Nein, das würde ich nicht sagen. Als ich das erste Jahr in Paris war, habe ich hauptsächlich amerikanische Filme gesehen. In New York wiederum habe ich erst richtig das europäische Kino entdeckt. Dabei hat mich Fassbinder mehr interessiert als Truffaut, Godard oder Chabrol. Ich spüre keine spezielle Seelenverwandtschaft mit dem französischen Kino. Aber nach meiner Ausbildung in Paris war es für mich in Frankreich sehr viel einfacher ins Filmgeschäft einzusteigen. In Frankreich wird Kino als nationales Kulturgut angesehen und das französischen Publikum besitzt eine größere Neugierde auf anspruchsvolle Filme.
Trotzdem wird Ihr Film »Lemming« mit Charlotte Rampling und Charlotte Gainsbourg von zwei Schauspielerinnen getragen, die die französische Filmgeschichte geprägt haben
Charlotte Rampling ist natürlich ein Mythos. Für mich war es wichtig, eine Schauspielerin zu finden, die eine hohe Anziehungskraft hat und gleichzeitig auch ein bisschen erschreckend wirkt. Diese Ambiguität hat die Rampling im Laufe ihrer langen Karriere in den verschiedensten Rollen unter Beweis gestellt. Bei Charlotte Gainsbourg war ich mir anfangs gar nicht ganz sicher. Aber bei den Probeaufnahmen habe ich festgestellt, dass die beiden gut zusammen funktionieren. Sie haben tatsächlich etwas Gemeinsames, was vielleicht mit ihren englischen Wurzeln zusammenhängt.

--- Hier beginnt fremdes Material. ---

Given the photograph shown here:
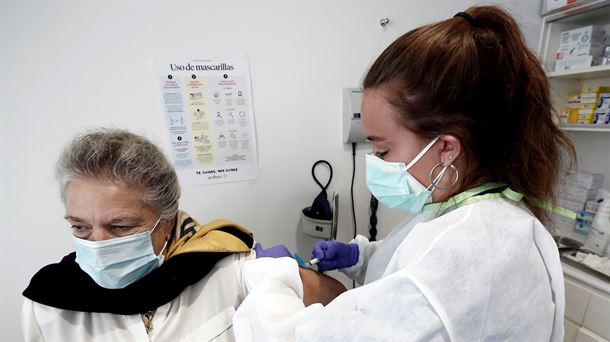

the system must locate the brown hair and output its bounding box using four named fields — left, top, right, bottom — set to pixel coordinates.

Aber auch hinsichtlich ihrer physischen Erscheinung und der Art des zurückhaltenden Spiels ähneln sie sich sehr.
Mit den beiden Ehepaaren stoßen auch zwei Generationen aufeinander und man hat den Eindruck, dass die jüngere Generation spießiger lebt als die ältere
Ich habe schon das Gefühl, dass die ältere Generation in sexueller Hinsicht offener ist. Auch wenn ich nicht so weit gehen würde wie Oskar Roehler, der die Libertinage der 68er-Generation verflucht. Das ist wahrscheinlich eine Pendelbewegung. Bei der nächsten Generation sieht es bestimmt wieder ganz anders aus.

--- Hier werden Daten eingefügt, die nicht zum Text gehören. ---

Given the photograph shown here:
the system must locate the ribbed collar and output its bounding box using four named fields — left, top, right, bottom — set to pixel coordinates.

»Lemming« erzählt von einem Mann, der die Kontrolle über sein Leben und seine Liebe verliert. Ist das eine typisch männliche Angstfantasie?
Ja, natürlich. Der Film erzählt von der Angst des Mannes, dass die eigene Frau zu einer Fremden wird.

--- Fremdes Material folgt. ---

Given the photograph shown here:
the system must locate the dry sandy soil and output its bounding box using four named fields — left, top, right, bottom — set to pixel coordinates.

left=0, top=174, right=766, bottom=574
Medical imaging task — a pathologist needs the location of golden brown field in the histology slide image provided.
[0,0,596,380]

Im letzten Drittel gleitet die Geschichte unmerklich ins Übersinnliche...
Ich habe anfangs ein wenig gezögert in diese Richtung zu gehen. Aber ich habe gemerkt, dass mich das sehr anzieht. An Hitchcock schätze ich, dass er eine klare Bildsprache hat und das Untergründige nicht aus Effekten besteht. Es ist leichter aus der Wirklichkeit in unrealere Gegenden zu gleiten, wenn die Grenzen nicht durch Effekte markiert sind. Ich möchte nicht, dass der Zuschauer ganz verloren ist, obwohl mir auch Filme wie Lost Highway wahnsinnig gut gefallen. Aber so weit würde ich mich nicht vorwagen. Da bin ich zu sehr an das Rationale gebunden.
Gehört Hitchcock zu Ihren wichtigsten Vorbildern?
Ich habe meinen Einstieg zum Film über Hitchcock gemacht. Das Buch Mr. Hitchcock, wie haben Sie das gemacht? von Truffaut hat mich stark beeinflusst. Hier habe ich das erste Mal realisiert, dass es beim Film nicht nur darum geht, alles theoretisch und philosophisch anzugehen. Hitchcock erklärt hier ganz praktisch, warum bestimmte Kamerafahrten und Großaufnahmen diese und jene Emotionen hervorrufen.
Könnten Sie sich auch vorstellen, einen Film in Deutschland zu drehen?
Ich war eine ganze Zeit lang vollkommen auf Frankreich geeicht und wusste auch gar nicht mehr, was in Deutschland los ist. Seit ein paar Jahren interessiere ich mich wieder mehr für das deutsche Kino. Auf der Berlinale im diesem Jahr konnte man spüren, dass im deutschen Kino etwas passiert. Ich habe zwar jetzt keinen Stoff, aber ich könnte mir gut vorstellen, in Deutschland demnächst einmal einen Film zu drehen.